Computing and Listing Avoidable Vertices and Paths

TL;DR

This paper introduces algorithms for efficiently listing avoidable vertices in graphs, generalizing simplicial vertices, with complexity bounds and hardness results, and extends to avoidable edges and paths.

Contribution

It presents new algorithms for listing avoidable vertices using minimal triangulations and neighborhood detection, with proven complexity bounds and hardness results.

Findings

Algorithms run in O(n^2 m) and O(n^{1+ω}) time.

Matching the complexity of listing simplicial vertices on sparse graphs.
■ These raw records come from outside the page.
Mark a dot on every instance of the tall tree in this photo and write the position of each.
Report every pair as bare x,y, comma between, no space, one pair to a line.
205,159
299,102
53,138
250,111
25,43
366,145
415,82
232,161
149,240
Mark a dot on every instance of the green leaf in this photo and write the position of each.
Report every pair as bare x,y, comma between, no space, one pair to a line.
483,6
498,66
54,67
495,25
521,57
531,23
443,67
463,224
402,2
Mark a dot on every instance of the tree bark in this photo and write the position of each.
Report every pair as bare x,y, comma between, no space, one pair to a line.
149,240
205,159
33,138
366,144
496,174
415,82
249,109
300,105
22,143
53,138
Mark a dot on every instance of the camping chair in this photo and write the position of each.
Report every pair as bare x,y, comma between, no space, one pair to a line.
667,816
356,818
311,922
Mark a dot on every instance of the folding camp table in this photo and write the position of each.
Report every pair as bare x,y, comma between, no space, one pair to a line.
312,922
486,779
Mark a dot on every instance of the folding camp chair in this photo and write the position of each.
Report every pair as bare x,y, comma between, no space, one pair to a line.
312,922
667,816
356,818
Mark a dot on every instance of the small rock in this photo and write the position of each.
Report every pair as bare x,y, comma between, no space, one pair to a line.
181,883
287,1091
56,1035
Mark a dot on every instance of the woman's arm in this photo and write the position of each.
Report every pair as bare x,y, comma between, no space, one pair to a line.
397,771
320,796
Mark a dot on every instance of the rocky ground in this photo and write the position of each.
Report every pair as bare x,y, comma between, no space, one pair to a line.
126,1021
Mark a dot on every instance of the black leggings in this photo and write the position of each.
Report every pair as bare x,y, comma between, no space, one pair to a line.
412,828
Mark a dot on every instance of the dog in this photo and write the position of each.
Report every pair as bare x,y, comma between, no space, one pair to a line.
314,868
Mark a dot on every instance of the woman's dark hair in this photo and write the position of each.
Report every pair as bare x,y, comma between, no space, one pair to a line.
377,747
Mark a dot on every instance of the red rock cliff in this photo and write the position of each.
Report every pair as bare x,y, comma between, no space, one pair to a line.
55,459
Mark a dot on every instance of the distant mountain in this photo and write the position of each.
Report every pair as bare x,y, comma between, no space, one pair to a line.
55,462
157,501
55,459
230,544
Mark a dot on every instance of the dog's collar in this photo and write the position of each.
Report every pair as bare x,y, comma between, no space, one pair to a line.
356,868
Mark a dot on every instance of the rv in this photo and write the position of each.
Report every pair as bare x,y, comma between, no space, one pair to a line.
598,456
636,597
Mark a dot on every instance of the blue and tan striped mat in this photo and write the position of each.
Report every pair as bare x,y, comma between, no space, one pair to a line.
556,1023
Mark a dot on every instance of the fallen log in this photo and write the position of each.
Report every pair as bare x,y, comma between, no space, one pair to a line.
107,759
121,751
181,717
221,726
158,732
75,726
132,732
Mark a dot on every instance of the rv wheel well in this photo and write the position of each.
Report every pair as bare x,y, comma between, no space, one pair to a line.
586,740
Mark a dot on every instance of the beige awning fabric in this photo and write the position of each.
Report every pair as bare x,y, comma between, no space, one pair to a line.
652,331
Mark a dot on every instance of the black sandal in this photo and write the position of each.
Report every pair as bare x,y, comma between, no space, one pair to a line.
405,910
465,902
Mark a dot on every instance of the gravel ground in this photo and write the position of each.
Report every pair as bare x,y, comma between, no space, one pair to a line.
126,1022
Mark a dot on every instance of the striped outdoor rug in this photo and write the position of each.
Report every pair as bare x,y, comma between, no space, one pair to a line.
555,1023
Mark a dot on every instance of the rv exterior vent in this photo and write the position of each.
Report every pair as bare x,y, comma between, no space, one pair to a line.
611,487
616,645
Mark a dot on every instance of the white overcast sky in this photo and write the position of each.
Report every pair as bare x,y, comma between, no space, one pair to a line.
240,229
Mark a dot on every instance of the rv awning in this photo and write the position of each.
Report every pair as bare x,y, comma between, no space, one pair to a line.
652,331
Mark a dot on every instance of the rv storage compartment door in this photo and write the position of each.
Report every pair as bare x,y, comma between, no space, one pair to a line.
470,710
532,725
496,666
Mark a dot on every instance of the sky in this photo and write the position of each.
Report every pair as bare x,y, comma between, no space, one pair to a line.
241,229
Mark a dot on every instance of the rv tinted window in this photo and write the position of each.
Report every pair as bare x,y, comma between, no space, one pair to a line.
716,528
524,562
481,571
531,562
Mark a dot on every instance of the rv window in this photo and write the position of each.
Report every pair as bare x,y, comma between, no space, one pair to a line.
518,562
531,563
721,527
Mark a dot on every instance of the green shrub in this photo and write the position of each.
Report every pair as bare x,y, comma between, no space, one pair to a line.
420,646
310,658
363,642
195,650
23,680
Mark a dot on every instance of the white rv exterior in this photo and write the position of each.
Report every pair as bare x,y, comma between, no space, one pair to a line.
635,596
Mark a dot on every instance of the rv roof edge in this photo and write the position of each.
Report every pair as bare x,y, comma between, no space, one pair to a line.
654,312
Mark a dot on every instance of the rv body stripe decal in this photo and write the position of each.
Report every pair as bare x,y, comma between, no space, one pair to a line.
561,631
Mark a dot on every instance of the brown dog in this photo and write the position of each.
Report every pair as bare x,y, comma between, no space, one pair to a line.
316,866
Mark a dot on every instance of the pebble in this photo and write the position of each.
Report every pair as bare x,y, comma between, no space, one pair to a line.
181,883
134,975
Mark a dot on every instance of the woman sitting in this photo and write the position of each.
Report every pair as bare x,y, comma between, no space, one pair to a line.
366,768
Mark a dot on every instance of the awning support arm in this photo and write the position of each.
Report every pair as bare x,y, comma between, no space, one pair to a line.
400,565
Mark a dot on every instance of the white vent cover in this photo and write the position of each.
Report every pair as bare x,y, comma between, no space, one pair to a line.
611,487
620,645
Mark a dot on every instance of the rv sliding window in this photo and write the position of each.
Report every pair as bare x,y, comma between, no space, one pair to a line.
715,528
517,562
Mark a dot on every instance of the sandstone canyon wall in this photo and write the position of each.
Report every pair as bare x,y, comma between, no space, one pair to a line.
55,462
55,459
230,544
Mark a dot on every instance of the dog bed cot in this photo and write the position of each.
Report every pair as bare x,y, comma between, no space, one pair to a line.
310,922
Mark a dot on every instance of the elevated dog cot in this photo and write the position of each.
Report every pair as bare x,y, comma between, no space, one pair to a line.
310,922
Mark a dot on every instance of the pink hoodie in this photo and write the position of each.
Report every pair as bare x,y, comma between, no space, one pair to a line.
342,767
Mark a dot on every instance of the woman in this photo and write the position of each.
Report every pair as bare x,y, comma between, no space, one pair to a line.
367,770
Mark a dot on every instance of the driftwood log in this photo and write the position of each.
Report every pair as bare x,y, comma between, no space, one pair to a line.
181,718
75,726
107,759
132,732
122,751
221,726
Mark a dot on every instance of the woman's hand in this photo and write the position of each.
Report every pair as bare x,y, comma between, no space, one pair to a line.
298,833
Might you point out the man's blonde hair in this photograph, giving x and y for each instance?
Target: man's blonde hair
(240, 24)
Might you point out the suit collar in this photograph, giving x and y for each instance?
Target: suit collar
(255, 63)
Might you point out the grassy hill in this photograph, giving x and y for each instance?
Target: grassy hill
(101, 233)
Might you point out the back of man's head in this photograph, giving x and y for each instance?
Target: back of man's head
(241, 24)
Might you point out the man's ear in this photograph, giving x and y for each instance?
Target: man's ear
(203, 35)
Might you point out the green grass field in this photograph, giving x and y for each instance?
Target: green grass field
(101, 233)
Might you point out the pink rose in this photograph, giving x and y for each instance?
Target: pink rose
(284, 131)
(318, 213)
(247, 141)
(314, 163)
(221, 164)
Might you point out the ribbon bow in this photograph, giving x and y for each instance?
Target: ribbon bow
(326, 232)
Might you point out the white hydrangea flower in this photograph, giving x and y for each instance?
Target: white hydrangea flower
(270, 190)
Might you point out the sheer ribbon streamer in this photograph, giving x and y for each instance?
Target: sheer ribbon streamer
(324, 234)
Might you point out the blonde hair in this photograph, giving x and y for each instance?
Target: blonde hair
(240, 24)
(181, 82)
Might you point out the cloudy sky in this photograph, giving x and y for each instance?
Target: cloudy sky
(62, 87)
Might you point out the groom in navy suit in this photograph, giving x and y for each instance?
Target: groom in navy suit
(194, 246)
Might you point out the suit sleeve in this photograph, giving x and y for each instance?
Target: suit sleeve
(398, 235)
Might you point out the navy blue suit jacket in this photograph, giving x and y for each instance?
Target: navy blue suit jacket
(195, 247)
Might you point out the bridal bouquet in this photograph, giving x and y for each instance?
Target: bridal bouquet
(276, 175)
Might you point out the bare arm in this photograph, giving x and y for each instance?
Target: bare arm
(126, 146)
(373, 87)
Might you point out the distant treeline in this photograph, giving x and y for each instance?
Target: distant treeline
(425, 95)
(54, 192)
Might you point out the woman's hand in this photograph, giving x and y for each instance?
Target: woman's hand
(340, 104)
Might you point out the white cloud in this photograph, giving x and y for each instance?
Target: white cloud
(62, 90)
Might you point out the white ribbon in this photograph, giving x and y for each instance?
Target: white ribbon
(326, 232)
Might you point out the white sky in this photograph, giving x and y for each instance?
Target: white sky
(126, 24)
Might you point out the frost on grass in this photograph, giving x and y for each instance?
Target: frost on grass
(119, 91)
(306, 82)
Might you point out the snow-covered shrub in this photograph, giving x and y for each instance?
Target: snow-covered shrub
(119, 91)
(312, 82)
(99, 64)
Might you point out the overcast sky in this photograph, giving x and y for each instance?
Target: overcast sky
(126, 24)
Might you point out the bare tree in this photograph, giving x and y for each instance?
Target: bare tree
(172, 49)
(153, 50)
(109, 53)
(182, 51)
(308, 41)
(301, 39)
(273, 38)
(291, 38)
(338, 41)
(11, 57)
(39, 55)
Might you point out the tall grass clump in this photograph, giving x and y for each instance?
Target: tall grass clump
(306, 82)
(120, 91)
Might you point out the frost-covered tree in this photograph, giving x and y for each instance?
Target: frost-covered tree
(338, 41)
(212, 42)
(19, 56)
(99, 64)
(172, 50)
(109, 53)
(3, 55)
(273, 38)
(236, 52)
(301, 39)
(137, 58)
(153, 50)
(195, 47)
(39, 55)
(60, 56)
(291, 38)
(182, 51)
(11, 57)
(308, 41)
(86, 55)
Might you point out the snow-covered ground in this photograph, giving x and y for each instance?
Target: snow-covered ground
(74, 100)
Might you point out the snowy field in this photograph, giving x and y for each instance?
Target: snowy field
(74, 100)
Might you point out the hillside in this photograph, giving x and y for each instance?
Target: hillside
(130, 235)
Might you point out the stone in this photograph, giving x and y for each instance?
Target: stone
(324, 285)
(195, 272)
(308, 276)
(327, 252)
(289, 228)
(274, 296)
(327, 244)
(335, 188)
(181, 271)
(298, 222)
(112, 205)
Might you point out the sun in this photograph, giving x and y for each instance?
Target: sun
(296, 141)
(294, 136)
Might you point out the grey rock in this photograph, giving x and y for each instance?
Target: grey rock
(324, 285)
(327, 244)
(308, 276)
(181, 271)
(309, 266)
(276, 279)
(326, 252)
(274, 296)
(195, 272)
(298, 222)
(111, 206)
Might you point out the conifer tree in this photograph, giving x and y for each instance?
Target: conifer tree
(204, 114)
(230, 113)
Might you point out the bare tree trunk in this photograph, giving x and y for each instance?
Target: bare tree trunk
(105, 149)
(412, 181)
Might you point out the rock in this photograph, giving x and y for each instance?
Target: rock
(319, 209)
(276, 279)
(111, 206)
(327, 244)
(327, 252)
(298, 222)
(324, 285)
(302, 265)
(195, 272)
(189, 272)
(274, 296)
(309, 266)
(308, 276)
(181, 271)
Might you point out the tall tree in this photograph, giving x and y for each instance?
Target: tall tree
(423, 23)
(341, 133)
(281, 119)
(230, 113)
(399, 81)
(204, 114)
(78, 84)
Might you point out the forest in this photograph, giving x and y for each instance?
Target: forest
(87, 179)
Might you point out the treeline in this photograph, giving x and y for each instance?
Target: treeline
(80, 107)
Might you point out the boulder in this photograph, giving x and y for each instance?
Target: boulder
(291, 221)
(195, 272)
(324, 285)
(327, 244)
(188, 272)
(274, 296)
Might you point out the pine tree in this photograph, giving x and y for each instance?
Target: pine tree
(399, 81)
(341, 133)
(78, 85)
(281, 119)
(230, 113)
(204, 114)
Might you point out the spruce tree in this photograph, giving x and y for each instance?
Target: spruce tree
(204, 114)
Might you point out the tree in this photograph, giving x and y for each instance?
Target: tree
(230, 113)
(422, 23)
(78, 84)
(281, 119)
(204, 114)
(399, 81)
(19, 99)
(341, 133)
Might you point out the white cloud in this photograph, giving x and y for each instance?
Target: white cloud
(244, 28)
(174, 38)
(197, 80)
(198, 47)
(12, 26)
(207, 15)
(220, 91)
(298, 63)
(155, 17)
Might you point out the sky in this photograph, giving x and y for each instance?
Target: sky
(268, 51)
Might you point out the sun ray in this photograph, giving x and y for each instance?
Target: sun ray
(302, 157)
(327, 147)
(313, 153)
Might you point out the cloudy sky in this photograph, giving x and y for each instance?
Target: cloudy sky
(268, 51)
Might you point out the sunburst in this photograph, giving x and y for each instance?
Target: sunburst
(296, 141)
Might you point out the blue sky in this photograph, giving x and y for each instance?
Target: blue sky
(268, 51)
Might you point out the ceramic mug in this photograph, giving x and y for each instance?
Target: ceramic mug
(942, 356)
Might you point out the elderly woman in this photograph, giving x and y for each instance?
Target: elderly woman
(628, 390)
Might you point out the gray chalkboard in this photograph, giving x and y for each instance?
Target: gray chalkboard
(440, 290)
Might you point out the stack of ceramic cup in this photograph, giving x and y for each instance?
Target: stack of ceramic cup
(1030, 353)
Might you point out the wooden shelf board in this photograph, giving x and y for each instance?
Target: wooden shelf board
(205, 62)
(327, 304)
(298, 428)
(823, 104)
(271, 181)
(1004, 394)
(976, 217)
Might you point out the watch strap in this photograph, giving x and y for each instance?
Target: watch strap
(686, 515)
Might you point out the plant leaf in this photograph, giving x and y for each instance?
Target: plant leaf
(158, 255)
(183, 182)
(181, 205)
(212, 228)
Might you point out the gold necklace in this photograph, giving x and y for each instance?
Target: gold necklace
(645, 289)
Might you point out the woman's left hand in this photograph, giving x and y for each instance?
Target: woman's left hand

Proved no significantly faster algorithms exist under plausible assumptions.

Abstract

A simplicial vertex of a graph is a vertex whose neighborhood is a clique. It is known that listing all simplicial vertices can be done in $O(nm)$ time or $O(n^{\omega})$ time, where $O(n^{\omega})$ is the time needed to perform a fast matrix multiplication. The notion of avoidable vertices generalizes the concept of simplicial vertices in the following way: a vertex $u$ is avoidable if every induced path on three vertices with middle vertex $u$ is contained in an induced cycle. We present algorithms for listing all avoidable vertices of a graph through the notion of minimal triangulations and common neighborhood detection. In particular we give algorithms with running times $O(n^{2}m)$ and $O(n^{1+\omega})$, respectively. Additionally, based on a simplified graph traversal we propose a fast algorithm that runs in time $O(n^2 + m^2)$ and matches the corresponding running time of listing all simplicial vertices on sparse graphs with $m=O(n)$. Moreover, we show that our algorithms cannot be improved significantly, as we prove that under plausible complexity assumptions there is no truly subquadratic algorithm for recognizing an avoidable vertex. To complement our results, we consider their natural generalizations of avoidable edges and avoidable paths. We propose an $O(nm)$-time algorithm that recognizes whether a given induced path is avoidable.